Jean-Paul Estiévenart ouvre l'album "Triptyque" sur une improvisation. À la manière baroque, il a aussi composé "Transition", prétexte à une nouvelle impro, sans mélodie, avec accords seulement. Enregistré avec le pianiste, claveciniste et organiste Anthony Romaniuk et avec Sam Gerstmans à la contrebasse, "Triptyque" sonne naturellement bien. Enregistré par Aline Blondiau – sœur du trompettiste Laurent Blondiau, le disque bénéficie de l'acoustique du Studio 4 de Flagey, de celles "qui laissent le temps à l'onde de se développer dans l'espace. Avec ça, tu ne forces jamais, tu joues cool et ça projette."

Pas du bidon

Le répertoire a beau être très différent, Jean-Paul Estiévenart joue à sa façon, sans forcer sur le côté jazz, mais sans tomber dans la trompette classique non plus. "Le défi, c'était ça: je ne voulais absolument pas toucher à ce que Bach a écrit, mais improviser, créer de nouvelles mélodies, ce qui est ma manière d'envisager l'impro." Selon lui, il aurait été plus facile de jouer de manière abstraite, "j'aurais pu faire bruitage. Avec l'abstraction, en musique comme dans l'art en général, on peut faire semblant, et il est facile de duper les gens, mais je n'aime pas tout ce qui est bidon", dit-il.

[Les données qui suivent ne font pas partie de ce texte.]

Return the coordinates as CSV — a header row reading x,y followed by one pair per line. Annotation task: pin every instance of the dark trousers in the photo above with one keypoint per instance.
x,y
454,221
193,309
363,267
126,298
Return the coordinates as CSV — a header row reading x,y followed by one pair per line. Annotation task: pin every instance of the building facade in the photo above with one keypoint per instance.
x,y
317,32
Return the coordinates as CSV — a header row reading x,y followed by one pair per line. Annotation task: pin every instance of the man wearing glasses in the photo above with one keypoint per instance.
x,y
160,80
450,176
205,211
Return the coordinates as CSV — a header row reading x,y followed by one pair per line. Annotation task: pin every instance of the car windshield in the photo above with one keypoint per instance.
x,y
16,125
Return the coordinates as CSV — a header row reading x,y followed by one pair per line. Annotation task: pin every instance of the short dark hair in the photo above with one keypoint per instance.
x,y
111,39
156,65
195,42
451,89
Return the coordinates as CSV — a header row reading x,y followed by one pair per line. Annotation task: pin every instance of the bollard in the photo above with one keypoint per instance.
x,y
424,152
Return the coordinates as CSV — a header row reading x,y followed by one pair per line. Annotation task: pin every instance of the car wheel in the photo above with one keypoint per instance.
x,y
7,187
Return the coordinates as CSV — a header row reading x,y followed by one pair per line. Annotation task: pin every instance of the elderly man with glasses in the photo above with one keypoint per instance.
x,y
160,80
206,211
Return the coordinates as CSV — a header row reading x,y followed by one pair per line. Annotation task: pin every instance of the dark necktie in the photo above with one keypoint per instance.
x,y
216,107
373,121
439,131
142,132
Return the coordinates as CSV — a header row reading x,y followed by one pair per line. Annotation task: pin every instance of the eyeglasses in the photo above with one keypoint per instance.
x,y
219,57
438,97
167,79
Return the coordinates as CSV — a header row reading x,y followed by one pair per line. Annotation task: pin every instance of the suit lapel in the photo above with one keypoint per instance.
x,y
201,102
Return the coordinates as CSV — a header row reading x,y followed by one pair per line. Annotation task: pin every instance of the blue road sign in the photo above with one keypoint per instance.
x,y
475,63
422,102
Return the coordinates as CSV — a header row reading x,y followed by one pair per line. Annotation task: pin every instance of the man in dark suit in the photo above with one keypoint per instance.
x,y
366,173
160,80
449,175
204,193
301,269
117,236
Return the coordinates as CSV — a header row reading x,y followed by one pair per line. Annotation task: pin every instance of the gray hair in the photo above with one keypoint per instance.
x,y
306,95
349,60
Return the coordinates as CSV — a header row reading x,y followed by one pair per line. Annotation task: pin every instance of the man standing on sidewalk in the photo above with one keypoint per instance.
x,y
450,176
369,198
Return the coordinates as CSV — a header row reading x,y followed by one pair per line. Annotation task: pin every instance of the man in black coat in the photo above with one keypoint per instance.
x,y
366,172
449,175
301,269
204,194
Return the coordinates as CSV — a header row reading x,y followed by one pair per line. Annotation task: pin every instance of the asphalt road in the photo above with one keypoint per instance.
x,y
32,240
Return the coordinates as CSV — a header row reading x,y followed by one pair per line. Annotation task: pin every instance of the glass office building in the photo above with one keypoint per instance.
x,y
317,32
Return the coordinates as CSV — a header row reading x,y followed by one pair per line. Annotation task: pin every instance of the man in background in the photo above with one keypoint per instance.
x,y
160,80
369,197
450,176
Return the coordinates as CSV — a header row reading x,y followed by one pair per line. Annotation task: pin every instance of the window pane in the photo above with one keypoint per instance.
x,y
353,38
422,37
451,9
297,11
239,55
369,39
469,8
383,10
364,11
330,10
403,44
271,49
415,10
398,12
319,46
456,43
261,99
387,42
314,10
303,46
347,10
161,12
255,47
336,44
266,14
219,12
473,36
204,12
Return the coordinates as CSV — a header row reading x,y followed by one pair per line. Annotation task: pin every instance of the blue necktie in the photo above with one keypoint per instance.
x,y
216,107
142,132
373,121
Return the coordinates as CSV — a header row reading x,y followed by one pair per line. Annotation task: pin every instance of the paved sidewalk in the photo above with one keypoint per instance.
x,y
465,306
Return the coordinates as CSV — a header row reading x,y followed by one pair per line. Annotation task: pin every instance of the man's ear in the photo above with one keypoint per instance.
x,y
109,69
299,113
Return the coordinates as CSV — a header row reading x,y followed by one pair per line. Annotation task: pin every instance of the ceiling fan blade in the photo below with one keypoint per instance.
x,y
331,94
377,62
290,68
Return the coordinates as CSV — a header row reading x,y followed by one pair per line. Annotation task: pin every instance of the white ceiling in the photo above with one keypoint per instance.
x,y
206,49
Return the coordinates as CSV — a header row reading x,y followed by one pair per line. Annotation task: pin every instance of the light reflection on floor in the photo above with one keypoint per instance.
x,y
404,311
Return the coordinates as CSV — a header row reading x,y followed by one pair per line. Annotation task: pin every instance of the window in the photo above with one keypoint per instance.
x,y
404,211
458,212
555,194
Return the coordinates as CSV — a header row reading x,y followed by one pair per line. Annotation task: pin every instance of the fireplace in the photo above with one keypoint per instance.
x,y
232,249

Dans sa réflexion en tant que musicien, le trompettiste, comme nombre de ses pairs actuellement, est très sensible à la façon de concevoir la musique et à sa perception par le public, deux univers en soi différents: "Nous devrions y penser un peu plus souvent, retrouver un peu plus de respect vis-à-vis du public, lui rendre par la musique la démarche qu'il a faite de venir assister au concert."

Discipline quotidienne

"C'est Miles que j'admire le plus, mais musicalement, pour la trompette, c'est Clifford."

Chez lui, sur son ampli à tubes Vincent – supporté par un préampli Luxman – Jean-Paul Estiévenart a placé une très belle photo en noir et blanc du trompettiste Wynton Marsalis, dont il admire la technique et le son. La chaîne, elle, diffuse un thème de Clifford Brown. "C'est Miles que j'admire le plus, mais musicalement, pour la trompette, c'est Clifford." Un formidable musicien – ses albums avec Max Roach! – trop tôt disparu, dont le secret était de jouer chaque jour, même s'il n'avait que quinze minutes à y consacrer.

Cette exigence, Jean-Paul Estiévenart l'a aussi faite sienne, lui qui parvient à travailler l'instrument durant les trois ou quatre jours d'un voyage en Espagne à moto. Sur son trail Yamaha, il a toujours une embouchure à disposition, qu'il utilise à chaque étape, toutes les deux heures environ: "On peut tout faire avec l'embouchure", dit-il en souriant, condition sine qua non pour maîtriser cet instrument "incroyablement difficile".

Album

"Triptyque", Jean-Paul Estiévenart, Marcel Ponseele & Il Gardellino feat. Anthony Romaniuk, Fuga Libera / Outhere Music. ****

En concert

Jean-Paul Estiévenart International Quintet, jeudi 10 novembre 2022 à Flagey, Studio 4. Avec Jean-Paul Estiévenart, trompette; Ben Van Gelder, saxophone; Bram De Looze, piano; Clemens van der Feen, contrebasse; Jeff Ballard, batterie.